Just to add to X's posting, I believe these two to be two of the better pictures of the fish:


----------



## hastatus

Closer and clearer would be better. Generally (and w/o saying for sure) it does resemble a S. spilopleura CF.


----------



## Poseidon X

Its hard to spot a terminal band for verification, a extreme close up side profile might give us a better chance at identifying.


----------



## Genin

looks just like my spilo cf did when that size.

Joe


----------



## Judazzz

Genin said:


> looks just like my spilo cf did when that size.
> 
> Joe


 Spilo CF was my first thought also.


----------



## sccavee

BDKing57 said:


> Its hard to spot a terminal band for verification, a extreme close up side profile might give us a better chance at identifying.


This is a stupid question but what it the terminal band and how is it different for a Spilo CF and a Rhom?


----------



## Black Piranha

rhom


----------



## Neoplasia

sccavee said:


> BDKing57 said:
> 
> 
> 
> Its hard to spot a terminal band for verification, a extreme close up side profile might give us a better chance at identifying.
> 
> 
> 
> This is a stupid question but what it the terminal band and how is it different for a Spilo CF and a Rhom?
Click to expand...

 S. spilopleura

Check out the first couple pictures (below the top one), shows quite clearly the terminal band and how it does not touch the edge of the tail. There's also more detail in the following text.


----------



## acidsurvivor

That is defiantly a Spilo CF. What kind of fish do you have with it?!


----------



## piranha 13

spilo CF


----------



## Poseidon X

> This is a stupid question but what it the terminal band and how is it different for a Spilo CF and a Rhom?

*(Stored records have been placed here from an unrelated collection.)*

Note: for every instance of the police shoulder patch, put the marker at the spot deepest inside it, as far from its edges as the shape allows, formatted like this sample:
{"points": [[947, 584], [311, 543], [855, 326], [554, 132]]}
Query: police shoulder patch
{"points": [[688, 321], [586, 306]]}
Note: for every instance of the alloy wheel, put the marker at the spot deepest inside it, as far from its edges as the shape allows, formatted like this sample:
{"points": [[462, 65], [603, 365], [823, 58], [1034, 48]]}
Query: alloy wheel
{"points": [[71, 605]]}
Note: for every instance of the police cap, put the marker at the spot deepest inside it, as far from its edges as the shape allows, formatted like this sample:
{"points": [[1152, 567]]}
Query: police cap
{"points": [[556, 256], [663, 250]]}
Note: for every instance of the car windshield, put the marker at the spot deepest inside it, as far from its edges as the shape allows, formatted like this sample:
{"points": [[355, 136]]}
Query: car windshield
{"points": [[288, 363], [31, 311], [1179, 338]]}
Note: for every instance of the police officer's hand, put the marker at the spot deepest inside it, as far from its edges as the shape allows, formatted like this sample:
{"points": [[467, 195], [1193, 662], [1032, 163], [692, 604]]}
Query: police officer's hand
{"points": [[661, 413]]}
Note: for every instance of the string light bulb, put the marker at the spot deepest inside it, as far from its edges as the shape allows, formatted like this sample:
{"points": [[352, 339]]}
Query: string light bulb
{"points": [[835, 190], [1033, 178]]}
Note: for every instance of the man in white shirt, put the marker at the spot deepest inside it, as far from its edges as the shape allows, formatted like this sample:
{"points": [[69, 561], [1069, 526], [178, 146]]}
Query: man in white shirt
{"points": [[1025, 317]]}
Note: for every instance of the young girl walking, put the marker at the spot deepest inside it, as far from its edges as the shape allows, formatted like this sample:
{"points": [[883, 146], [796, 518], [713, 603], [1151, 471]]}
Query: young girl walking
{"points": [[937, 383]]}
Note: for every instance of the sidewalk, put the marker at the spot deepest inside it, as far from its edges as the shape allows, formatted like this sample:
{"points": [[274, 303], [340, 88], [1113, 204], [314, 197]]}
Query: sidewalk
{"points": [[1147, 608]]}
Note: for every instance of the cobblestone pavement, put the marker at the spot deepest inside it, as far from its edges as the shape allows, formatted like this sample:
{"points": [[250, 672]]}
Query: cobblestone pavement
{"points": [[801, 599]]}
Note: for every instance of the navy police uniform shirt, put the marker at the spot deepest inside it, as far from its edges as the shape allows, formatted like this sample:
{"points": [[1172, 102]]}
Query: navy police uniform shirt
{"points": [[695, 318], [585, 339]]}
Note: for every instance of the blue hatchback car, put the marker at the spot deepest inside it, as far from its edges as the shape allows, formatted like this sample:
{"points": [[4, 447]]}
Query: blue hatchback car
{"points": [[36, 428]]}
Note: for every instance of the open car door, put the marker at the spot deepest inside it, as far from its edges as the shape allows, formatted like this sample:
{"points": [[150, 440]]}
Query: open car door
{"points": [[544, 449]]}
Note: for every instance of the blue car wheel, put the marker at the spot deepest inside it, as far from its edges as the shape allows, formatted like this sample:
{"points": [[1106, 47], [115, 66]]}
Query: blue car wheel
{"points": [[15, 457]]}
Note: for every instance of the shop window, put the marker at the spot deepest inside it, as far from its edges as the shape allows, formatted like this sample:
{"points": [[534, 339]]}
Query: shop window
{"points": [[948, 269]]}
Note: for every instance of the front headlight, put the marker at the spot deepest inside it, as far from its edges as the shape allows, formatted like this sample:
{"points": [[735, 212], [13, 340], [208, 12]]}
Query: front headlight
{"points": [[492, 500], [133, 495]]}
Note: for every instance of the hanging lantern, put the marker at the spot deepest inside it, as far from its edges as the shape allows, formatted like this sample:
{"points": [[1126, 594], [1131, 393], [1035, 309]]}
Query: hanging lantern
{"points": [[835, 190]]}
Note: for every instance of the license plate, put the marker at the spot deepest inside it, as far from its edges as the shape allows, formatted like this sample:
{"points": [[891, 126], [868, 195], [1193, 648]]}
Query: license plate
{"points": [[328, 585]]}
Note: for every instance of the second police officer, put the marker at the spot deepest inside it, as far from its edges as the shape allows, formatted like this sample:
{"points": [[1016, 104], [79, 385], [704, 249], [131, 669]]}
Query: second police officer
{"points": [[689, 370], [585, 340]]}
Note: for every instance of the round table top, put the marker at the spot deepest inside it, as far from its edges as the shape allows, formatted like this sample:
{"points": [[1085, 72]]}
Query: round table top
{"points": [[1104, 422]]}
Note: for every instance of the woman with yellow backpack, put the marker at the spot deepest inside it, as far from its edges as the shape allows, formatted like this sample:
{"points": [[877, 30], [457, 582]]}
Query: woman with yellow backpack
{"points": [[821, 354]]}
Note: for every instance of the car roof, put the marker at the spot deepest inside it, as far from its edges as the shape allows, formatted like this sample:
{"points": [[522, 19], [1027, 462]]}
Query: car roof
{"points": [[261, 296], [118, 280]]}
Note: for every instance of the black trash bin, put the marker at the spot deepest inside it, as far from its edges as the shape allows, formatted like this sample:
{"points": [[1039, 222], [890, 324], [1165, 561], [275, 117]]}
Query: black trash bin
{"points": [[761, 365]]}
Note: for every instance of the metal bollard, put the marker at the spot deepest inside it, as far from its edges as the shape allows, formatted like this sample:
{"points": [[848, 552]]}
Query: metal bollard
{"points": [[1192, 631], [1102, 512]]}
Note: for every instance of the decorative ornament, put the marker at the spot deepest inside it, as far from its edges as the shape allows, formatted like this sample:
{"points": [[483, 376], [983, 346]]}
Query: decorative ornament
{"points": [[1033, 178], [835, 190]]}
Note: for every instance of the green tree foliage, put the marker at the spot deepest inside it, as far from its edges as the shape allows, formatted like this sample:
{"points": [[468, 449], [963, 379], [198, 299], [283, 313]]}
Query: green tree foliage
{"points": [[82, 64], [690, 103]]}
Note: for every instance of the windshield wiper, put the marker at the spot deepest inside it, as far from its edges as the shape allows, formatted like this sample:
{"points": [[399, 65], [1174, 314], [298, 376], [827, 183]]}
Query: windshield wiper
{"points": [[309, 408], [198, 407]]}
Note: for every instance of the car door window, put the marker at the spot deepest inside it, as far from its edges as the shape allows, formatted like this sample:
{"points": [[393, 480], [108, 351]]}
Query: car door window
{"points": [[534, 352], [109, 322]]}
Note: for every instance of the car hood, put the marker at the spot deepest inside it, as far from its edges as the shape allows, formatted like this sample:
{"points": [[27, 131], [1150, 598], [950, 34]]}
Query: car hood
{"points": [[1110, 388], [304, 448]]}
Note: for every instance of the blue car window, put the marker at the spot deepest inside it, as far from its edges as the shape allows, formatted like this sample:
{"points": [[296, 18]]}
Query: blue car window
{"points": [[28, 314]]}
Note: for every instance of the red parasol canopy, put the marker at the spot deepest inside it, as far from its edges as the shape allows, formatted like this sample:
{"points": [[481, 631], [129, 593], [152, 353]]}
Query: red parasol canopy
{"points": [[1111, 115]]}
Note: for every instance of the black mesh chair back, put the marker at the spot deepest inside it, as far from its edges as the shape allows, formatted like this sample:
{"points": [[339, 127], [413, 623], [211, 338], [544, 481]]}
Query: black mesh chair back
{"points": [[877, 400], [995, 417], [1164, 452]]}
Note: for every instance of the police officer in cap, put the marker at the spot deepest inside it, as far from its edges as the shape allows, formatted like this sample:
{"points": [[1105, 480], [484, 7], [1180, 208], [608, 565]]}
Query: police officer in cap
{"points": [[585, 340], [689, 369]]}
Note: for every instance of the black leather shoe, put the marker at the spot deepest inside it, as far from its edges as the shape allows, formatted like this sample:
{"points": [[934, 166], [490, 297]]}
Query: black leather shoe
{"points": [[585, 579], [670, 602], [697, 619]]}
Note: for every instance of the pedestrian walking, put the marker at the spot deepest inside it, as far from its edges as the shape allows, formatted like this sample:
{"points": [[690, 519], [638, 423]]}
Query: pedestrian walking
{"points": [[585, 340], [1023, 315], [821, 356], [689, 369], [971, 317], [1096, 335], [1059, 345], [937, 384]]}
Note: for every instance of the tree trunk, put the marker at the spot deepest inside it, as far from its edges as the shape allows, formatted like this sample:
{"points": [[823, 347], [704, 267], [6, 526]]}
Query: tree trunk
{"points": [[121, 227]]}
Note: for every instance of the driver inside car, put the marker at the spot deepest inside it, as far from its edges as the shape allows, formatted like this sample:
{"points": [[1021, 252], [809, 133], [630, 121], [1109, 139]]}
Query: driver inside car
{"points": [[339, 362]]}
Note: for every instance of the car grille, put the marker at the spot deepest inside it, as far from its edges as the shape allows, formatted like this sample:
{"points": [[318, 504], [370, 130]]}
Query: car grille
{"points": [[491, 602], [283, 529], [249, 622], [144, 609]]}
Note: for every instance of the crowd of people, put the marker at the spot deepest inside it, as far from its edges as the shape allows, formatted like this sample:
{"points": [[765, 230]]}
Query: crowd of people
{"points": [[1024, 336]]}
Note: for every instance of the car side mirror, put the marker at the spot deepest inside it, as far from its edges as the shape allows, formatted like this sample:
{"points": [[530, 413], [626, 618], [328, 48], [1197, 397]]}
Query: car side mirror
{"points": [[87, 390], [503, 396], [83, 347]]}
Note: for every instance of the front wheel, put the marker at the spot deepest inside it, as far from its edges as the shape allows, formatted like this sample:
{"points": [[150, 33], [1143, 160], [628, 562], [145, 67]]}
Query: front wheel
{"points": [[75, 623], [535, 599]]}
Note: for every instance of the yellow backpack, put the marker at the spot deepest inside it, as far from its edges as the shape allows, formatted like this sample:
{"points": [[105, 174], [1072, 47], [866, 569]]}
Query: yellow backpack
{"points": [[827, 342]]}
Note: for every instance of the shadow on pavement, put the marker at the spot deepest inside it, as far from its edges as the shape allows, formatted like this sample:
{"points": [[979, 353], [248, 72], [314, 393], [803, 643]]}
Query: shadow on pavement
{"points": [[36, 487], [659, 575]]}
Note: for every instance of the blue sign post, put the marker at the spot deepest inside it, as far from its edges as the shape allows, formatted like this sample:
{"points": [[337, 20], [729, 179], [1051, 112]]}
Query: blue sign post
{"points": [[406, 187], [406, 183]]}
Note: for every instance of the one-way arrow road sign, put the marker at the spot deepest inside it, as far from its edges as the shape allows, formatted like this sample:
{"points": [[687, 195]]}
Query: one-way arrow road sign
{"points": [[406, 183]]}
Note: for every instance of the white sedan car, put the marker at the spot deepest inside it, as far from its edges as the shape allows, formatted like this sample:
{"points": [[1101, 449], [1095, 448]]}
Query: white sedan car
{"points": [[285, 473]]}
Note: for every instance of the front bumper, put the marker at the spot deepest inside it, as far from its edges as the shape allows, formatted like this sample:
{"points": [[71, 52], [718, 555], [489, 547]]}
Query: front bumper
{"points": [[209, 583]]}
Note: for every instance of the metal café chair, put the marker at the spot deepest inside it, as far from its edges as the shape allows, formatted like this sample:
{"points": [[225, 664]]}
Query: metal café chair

The only stupid question is the one you didnt ask. People like Frank are more then willing to educate anyone willing to ask nicely. :biggrin:


----------



## Neoplasia

BDKing57 said:


> The only stupid question is the one you didnt ask. People like Frank are more then willing to educate anyone willing to ask nicely. :biggrin:


 Heard this once somewhere, really funny: There are no stupid questions, only stupid people.


----------



## hastatus

> Neoplasia Posted on Mar 31 2003, 05:12 PM ...Heard this once somewhere, really funny: There are no stupid questions, only stupid people.


 Interestingly enough, jokes are sometimes based on real experiences.


----------



## alvin

Dude, update the site. I need more Freddy.


----------



## Mr. Hannibal

I agree...Spilo CF!


----------